The Story
Why it exists.
The beginning
Tsuki means moon. But this isn't the harvest moon, fat and golden over a festival. It's the blue hour moon, the one that keeps you awake past your bedtime, phone dark, watching the light shift across the ceiling. Miya Shinma has always understood that perfume is a diary entry more than a statement. She grew up in Shizuoka, moved to Paris in the late nineties, and built a house around the idea that scent carries memory better than photographs. Tsuki is her translation of longing itself, not the joy of arrival, but the specific tenderness of waiting for someone who might not come.

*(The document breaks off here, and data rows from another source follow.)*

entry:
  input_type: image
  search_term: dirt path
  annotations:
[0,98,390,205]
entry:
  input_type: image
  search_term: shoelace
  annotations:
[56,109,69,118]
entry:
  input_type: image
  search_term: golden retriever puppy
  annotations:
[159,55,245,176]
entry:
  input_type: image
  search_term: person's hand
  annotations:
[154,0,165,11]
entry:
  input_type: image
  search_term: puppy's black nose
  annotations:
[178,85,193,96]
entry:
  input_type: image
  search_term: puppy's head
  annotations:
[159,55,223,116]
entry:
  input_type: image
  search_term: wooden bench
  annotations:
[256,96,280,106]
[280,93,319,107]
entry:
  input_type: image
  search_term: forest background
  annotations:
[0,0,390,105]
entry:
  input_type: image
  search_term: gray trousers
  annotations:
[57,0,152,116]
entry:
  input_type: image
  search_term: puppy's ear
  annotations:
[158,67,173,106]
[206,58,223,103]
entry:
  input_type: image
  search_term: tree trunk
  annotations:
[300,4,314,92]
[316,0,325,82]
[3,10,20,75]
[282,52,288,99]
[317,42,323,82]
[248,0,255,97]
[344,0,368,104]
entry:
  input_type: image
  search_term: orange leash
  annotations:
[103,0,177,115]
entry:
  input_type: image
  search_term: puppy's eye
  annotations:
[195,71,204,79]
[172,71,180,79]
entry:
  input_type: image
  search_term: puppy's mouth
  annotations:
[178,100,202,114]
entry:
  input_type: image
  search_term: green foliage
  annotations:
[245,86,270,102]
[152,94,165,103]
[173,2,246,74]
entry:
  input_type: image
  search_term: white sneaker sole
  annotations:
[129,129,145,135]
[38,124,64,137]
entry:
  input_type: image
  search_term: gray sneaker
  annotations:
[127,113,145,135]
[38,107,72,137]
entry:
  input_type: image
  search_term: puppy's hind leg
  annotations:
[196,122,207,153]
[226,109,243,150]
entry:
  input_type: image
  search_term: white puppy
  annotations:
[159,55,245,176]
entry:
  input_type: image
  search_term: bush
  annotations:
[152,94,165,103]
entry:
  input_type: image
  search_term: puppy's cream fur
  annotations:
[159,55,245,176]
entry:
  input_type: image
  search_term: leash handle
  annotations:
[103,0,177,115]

Bamboo in perfumery is a tricky material. On paper it reads green, fresh, almost aquatic. In a composition it can feel ephemeral, like mist. What Miya Shinma does here is anchor that ephemerality with heliotrope, a material that smells like almond blossoms crossed with vanilla, powdery in a way that evokes the inside of a pearl shell, or the soft light that pools in a room at 3am. The combination of bamboo's cool green note and heliotrope's lunar quality creates something that feels genuinely atmospheric. Rose absolute and jasmine hold the middle ground, floral, but not lush. Not juicy. More like pressed flowers in a book you've kept for years.
The evolution
For the first twenty minutes, Tsuki is electric in its clarity. Raspberry arrives tart and bright, cutting through the green bamboo stillness like a signal flare. There's something almost citrus-like in the raspberry's brightness, a wake-up call. Then the floral heart emerges. Rose absolute blooms slowly, not dropping petals but unfurling, and jasmine threads alongside it, creamy and nocturnal. By the second hour, the raspberry has softened. The composition settles. Heliotrope takes its place as the main character, powdery, intimate, close to the skin. This is when the fragrance becomes truly itself. The drydown is heliotrope and sandalwood, with musk holding everything together, warm and human. Lasts six to eight hours depending on skin. By morning, there's a ghost of powdery warmth left on fabric, the scent of sheets that have been slept in, of someone who stayed past midnight.
Cultural impact
Tsuki occupies a specific corner of the niche world, Japanese-influenced, powdery-forward, quietly elegant. It sits alongside fragrances like Dries Van Noten's eponymous fruity-floral and Le Labo Santal 33 in its appeal to those who want scent to be a private language rather than a public announcement. The heliotrope-powdery thread runs through much of contemporary niche, but Tsuki distinguishes itself through the bamboo note and the specificity of its emotional register. It's the fragrance you reach for when you want to smell beautiful and don't need anyone else to notice.